Ronald Rand half rose and motioned to the center of the table where an assortment of dishes butted against one another, and said: “we’ve got some appetizer’s here, this one is meat kabobs, I think lamb, and this is the vegetarian version of the same thing on this plate, and this is spicy hummus, this is regular hummus, you dip these little pieces of bread into the hummus. And then use your imagination, Rodney.”
“I know how food works,” Rodney said, unzipping his hoodie. He had an I Want to Believe, X-files t-shirt on underneath, complete with little flying saucer.
“Good to have you, Rodney, thanks for showing up. Anything, Jethro?” John said.
“Just some very weird dancing gangbangers, and a doo-wop group at the corner, they were very good, but nothing, you know...suspicious,” Jethro said, straight-faced, moving his pipe from the right side of his mouth to the left.
“Good, good,” John said.
“You don’t think what he just said is...weird?” Rodney queried, seizing a bit of pita bread and swiping it through the spicy hummus.
“I’ve gotta tell you,” John Galt said, “I think we might be in a very unusual place, and so nothing tonight is going to sound even a bit weird.
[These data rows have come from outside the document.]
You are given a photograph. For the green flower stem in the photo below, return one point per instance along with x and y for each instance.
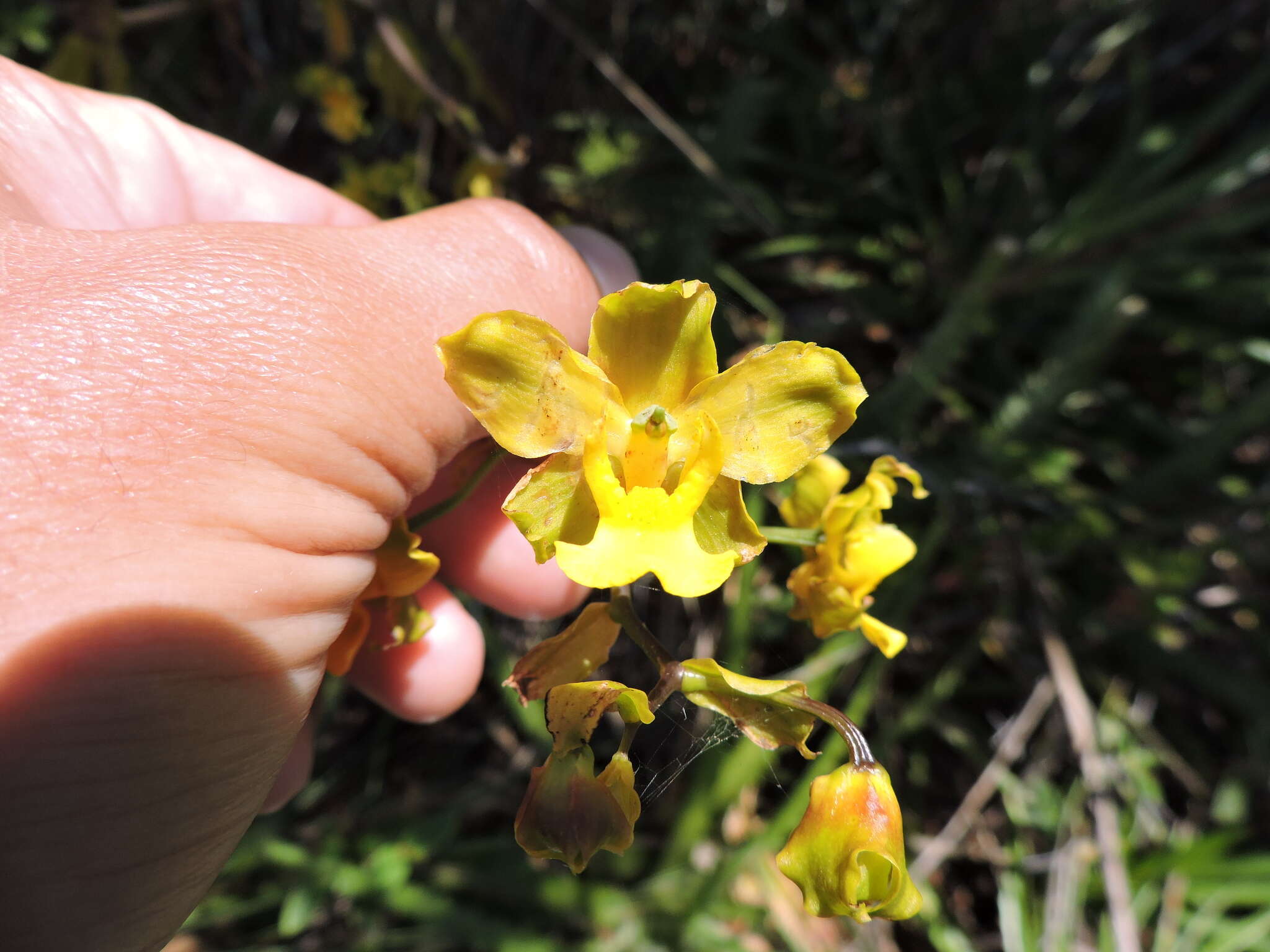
(621, 610)
(786, 536)
(445, 506)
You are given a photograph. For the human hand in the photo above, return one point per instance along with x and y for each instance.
(216, 390)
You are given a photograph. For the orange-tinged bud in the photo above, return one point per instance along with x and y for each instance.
(848, 855)
(571, 814)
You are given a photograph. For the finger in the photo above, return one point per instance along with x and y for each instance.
(94, 161)
(431, 678)
(487, 557)
(295, 770)
(481, 550)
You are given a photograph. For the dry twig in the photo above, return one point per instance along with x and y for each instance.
(1014, 738)
(1078, 716)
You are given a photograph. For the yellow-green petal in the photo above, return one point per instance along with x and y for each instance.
(568, 656)
(401, 566)
(525, 384)
(574, 710)
(752, 703)
(723, 523)
(889, 641)
(553, 503)
(654, 343)
(812, 489)
(778, 409)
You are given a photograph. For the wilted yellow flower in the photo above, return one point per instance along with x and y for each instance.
(835, 584)
(401, 570)
(648, 442)
(571, 814)
(848, 853)
(568, 813)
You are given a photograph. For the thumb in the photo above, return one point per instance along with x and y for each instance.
(211, 427)
(275, 382)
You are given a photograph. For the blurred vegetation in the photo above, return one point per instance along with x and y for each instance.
(1039, 231)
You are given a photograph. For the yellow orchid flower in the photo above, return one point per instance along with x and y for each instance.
(835, 586)
(647, 442)
(401, 570)
(848, 853)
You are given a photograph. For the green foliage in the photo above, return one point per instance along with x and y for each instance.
(1039, 234)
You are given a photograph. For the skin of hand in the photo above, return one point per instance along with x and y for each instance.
(218, 387)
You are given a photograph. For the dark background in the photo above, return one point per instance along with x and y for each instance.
(1039, 232)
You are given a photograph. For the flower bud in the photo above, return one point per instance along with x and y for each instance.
(569, 814)
(848, 855)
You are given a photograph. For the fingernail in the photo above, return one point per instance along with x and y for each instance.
(610, 263)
Try the lamb kabob, it is amazing.”
“I’ve got this set up, anytime you want me to turn it on,” Joss Chen said, kneeling before the Dell projector, fiddling with his super-boosted Microsoft Surface Pro 5.
“We can do some eating first, touch base on what we are all experiencing,” John said. “Anything anyone can tell me about this place, anything that stands out?”
“I had to go around the block three times before I knew where it was,” Ronald Rand said, “the GPS kept moving the final flag around on me. I had to get out of the car to even find the place.”
“Same here,” said Jethro.
“Yeah, wow,” Rodney said, “I seriously had to go around the block three times, and every time it looked different, all the stores and shops, very disorienting.”
“Can I get a show of hands?” John asked. “How many of us had to drive around the block three times?”
It was unanimous, as all five of them raised their hands.
“Was anyone not using their GPS to get here?” John asked.
Joss Chen raised his hand. “I thought I knew this neighborhood, so I just drove down, and I kept going around the block. I agree with Rodney, it was very disorienting, as if I woke up in a city that I do not know.”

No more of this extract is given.